There had been little preparation for my accommodation, but a small jug of wine and a loaf of bread—clean, this time—sat on one of the hogsheads, and there was an old blanket folded on the ground at its foot.

I wrapped myself in the blanket and sat down on one of the smaller casks to dine, musing as I munched the sparse fare.

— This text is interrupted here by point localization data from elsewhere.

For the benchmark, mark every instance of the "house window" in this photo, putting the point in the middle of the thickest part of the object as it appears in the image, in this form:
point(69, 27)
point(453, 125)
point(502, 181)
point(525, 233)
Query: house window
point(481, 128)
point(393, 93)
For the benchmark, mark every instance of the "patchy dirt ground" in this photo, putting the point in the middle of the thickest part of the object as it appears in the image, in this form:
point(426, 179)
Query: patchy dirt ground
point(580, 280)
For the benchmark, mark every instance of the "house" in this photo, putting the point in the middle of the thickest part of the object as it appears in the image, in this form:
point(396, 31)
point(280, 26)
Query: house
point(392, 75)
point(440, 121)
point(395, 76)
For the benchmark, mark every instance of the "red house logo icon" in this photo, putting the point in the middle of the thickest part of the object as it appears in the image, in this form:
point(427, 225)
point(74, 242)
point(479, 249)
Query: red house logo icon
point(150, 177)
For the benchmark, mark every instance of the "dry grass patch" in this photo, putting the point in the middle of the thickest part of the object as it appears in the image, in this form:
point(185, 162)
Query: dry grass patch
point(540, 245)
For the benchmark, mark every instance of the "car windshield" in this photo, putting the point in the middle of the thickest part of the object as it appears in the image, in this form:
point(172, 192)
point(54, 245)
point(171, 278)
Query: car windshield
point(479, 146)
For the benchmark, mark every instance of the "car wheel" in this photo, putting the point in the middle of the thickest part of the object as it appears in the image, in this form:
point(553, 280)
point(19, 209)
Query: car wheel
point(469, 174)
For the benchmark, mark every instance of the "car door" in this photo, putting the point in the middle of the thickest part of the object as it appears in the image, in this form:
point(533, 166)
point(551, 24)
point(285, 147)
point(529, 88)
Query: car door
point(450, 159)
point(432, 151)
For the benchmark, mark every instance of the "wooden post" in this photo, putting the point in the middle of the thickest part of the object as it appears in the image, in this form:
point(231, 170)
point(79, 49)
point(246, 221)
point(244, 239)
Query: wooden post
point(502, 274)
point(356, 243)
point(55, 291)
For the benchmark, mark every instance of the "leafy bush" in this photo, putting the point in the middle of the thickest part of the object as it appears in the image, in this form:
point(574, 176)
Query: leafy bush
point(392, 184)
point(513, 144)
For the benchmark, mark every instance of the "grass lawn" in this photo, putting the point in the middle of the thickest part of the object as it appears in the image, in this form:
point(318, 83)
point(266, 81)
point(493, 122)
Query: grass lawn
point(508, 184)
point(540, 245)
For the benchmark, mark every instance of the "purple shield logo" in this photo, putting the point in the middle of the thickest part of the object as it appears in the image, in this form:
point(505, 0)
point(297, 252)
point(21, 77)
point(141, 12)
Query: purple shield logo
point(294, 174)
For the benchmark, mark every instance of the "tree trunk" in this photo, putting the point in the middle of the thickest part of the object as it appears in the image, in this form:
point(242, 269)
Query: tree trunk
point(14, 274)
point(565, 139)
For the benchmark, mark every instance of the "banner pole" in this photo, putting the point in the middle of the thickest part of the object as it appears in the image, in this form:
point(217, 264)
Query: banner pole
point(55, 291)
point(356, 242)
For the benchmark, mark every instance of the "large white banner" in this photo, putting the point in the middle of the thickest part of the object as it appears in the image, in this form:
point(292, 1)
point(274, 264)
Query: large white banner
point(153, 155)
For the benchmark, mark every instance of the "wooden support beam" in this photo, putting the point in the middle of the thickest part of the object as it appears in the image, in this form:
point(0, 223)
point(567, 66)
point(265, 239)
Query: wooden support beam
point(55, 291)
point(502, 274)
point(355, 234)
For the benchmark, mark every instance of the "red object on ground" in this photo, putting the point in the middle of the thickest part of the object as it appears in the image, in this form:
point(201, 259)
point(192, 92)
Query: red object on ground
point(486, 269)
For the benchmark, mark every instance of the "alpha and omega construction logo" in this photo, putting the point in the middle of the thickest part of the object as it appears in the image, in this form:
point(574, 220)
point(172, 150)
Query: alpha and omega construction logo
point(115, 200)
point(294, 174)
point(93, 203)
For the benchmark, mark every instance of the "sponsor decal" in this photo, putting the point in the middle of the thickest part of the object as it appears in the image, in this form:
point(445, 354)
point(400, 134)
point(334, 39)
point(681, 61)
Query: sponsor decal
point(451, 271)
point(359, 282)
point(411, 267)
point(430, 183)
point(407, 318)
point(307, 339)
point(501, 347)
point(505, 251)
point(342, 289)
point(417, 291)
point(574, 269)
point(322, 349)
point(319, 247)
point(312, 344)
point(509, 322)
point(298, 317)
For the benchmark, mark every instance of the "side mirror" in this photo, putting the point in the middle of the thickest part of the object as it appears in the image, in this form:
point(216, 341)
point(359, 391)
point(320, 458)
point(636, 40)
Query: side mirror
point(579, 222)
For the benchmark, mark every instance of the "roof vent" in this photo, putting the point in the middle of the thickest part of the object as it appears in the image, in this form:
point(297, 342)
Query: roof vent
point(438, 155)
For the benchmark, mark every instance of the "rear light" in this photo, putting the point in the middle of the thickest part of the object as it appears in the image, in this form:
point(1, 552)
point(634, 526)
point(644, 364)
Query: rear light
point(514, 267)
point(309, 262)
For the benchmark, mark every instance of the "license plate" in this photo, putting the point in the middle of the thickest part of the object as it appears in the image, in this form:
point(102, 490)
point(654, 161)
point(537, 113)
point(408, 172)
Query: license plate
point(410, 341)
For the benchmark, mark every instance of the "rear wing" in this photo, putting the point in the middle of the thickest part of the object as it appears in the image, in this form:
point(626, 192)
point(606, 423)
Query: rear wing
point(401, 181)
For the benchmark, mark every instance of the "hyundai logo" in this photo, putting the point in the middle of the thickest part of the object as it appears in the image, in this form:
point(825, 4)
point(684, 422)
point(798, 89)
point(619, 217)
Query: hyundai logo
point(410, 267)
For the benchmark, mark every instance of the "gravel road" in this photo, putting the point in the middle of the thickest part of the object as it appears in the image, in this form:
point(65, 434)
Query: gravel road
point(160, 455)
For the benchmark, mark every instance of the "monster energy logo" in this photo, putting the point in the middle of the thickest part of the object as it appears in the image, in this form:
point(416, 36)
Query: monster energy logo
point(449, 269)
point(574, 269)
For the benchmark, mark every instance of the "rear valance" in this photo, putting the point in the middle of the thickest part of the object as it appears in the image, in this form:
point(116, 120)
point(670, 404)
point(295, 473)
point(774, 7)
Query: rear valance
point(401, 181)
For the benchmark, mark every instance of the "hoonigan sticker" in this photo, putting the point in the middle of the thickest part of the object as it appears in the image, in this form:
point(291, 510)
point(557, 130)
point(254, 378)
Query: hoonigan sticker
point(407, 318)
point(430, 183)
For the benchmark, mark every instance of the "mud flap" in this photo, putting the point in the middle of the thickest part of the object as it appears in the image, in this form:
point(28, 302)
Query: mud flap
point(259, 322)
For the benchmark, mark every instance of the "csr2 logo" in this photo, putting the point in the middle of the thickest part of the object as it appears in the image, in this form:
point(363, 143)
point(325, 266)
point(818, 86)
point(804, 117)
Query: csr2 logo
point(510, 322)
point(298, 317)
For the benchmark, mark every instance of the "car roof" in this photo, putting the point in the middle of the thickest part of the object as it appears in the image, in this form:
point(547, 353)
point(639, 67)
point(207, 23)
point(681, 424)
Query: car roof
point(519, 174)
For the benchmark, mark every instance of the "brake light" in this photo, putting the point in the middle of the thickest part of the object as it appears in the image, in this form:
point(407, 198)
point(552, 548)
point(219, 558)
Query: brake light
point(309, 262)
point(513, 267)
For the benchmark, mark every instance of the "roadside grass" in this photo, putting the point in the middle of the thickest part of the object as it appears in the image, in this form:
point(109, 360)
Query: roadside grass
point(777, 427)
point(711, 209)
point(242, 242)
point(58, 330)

So Colum had not sent the lawyer. Had he known, even, that Mr. Gowan intended to come? Chances were that Colum had forbidden anyone to come down to the village, for fear of being caught up in the witch-hunt. The waves of fear and hysteria that swept over the village were palpable; I could feel them beating against the walls of my flimsy shelter.

A noisy outburst from the nearby taproom distracted me from my thoughts. Perhaps it was only deathwatch plus one. But on the edge of destruction, even an extra hour was cause for thanks. I rolled myself up in the blanket, pulled it over my head to shut out the noises from the inn, and tried very hard to feel nothing but gratitude.

After an exceedingly restless night, I was roused soon after dawn and marched back out to the square, though the judges didn’t arrive for another hour.

Fine, fat, and full of breakfast, they buckled straight down to work. Jeff turned to John MacRae, who had returned to his station behind the accused.

“We find ourselves unable to determine guilt solely on the basis of the evidence presented.” There was a burst of outrage from the regathered crowd, which had made its own determination, but this was quelled by Mutt, who turned a pair of eyes like gimlets on the young workmen in the front row, quieting their yapping like dogs doused with cold water. Order restored, he turned his angular face back to the locksman.

“Conduct the prisoners to the loch side, if ye please.” There was a pleased sound of expectation at this that roused all my worst suspicions. John MacRae took me by one arm and Geilie by the other, to steer us along, but he had plenty of help. Vicious hands tore at my gown, pinching and pushing as I was yanked along. Some idiot had a drum, and was beating out a ragged tattoo. The crowd was chanting in a rough rhythm to the tuck of the drum, something that I didn’t catch among the random shouts and cries. I didn’t think I wanted to know what they were saying.

The procession flowed down the meadow to the edge of the loch, where a small wooden quay projected into the water. We were pulled out to the end of this, where the two judges had taken up their posts, one at either side of the quay. Jeff turned to the crowd waiting onshore.

“Bring out the cords!” There was a general mutter and expectant looking around from one to another, until someone ran up hastily with a length of thin rope. MacRae took it and approached me rather hesitantly. He stole a glance at the examiners, though, which seemed to harden his resolve.

“Please be so kind as to remove your shoon, Ma’am,” he ordered.

“What the he—, what for?” I demanded, crossing my arms.

He blinked, plainly unprepared for resistance, but one of the judges forestalled his reply.

“ ’Tis the proper procedure for trial by water. The suspected witch shall have the right thumb bound by a cord of hemp to the great toe of the left foot. Likewise, the left thumb shall be bound to the right great toe. And then…” He cast an eloquent glance at the waters of the loch. Two fishermen stood barefooted in the mud of the shore, trews rolled above their knees and tied with twine. Grinning insinuatingly at me, one of them picked up a small stone and heaved it out across the steely surface. It skipped once and sank.